La posición acientífica ha trasladado a leyes prohibitivas esta materia, sin que esté clara la frontera entre lo lícito y lo ilícito, lo que ha llevado en algunos casos a que lo prohibido en un tiempo dejase de serlo más adelante, retrasando así los frutos esperados del progreso.
No deja de ser contradictorio y paradójico que las mismas personas y colectivos que ponen el grito en el cielo respecto a determinadas investigaciones biomédicas, guardan un respetuoso silencio cuando los gobiernos gastan cuantiosos recursos públicos en experimentar nuevos sistemas de armas que aumentan su letalidad.

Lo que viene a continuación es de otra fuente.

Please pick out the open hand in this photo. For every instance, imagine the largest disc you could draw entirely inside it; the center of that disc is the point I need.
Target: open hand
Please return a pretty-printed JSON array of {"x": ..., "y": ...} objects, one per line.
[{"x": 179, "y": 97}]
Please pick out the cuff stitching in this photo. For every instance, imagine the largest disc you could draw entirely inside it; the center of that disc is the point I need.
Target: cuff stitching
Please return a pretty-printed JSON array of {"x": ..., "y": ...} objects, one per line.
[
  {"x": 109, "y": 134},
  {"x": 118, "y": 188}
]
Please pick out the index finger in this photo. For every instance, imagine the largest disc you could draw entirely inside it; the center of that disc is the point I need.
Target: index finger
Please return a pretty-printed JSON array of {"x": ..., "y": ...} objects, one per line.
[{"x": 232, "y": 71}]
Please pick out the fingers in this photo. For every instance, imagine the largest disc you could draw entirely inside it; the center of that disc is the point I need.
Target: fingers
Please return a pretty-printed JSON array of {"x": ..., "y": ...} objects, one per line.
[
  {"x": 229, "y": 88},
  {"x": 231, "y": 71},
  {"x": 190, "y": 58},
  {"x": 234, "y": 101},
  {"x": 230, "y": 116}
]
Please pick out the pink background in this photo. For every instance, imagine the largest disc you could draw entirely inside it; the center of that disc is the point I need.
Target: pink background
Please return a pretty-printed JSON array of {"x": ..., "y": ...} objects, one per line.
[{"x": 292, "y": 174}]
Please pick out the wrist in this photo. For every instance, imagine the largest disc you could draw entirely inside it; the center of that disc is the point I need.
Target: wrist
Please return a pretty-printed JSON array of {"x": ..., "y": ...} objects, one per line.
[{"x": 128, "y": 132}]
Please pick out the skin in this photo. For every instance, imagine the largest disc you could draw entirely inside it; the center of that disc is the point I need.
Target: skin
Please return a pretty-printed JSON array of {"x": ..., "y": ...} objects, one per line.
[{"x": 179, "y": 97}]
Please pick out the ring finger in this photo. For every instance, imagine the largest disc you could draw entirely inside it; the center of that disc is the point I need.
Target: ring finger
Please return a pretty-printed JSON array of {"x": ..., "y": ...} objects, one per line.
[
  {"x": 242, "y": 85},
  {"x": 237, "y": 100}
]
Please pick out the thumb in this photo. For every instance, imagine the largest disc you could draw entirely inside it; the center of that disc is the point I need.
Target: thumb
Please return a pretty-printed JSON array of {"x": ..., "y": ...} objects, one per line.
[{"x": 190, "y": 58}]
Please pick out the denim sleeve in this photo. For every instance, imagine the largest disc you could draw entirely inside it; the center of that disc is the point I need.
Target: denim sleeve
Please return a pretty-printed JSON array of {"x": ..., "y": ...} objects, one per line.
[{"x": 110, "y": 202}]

La sociedad tiene el deber de someter estas cuestiones a un debate los más amplio posible, informado, serio, sereno y objetivo para determinar el posible control de la investigación científica sobre la vida y sus aplicaciones prácticas, de forma que se garantice el cumplimiento de normas éticas elaboradas por consenso a fin de que el progreso material no colisione con el progreso ético, decidiendo la cuestión, no en virtud de creencias religiosas no compartidas por todos, sino en función de que favorezcan la salud y el bienestar que nos acerquen a la meta de la felicidad a la que todos tenemos derecho a aspirar.
A este respecto, la bioética, rama desgajada recientemente de la ética que estudia el comportamiento en relación con la vida., contiene cuatro principios fundamentales a los que deben ajustarse las acciones humanas, y especialmente los actos médicos para ser moralmente aceptables.
El principio de autonomia asegura el derecho del individuo a actuar libre y responsablemente; el de beneficencia expresa el deseo de respetar los legítimos intereses y la voluntad ajenos; el de no maleficencia exige la abstención de acciones o actitudes que perjudiquen a los demás; y el de justicia predica el trato igual a los iguales y el desigual a los desiguales.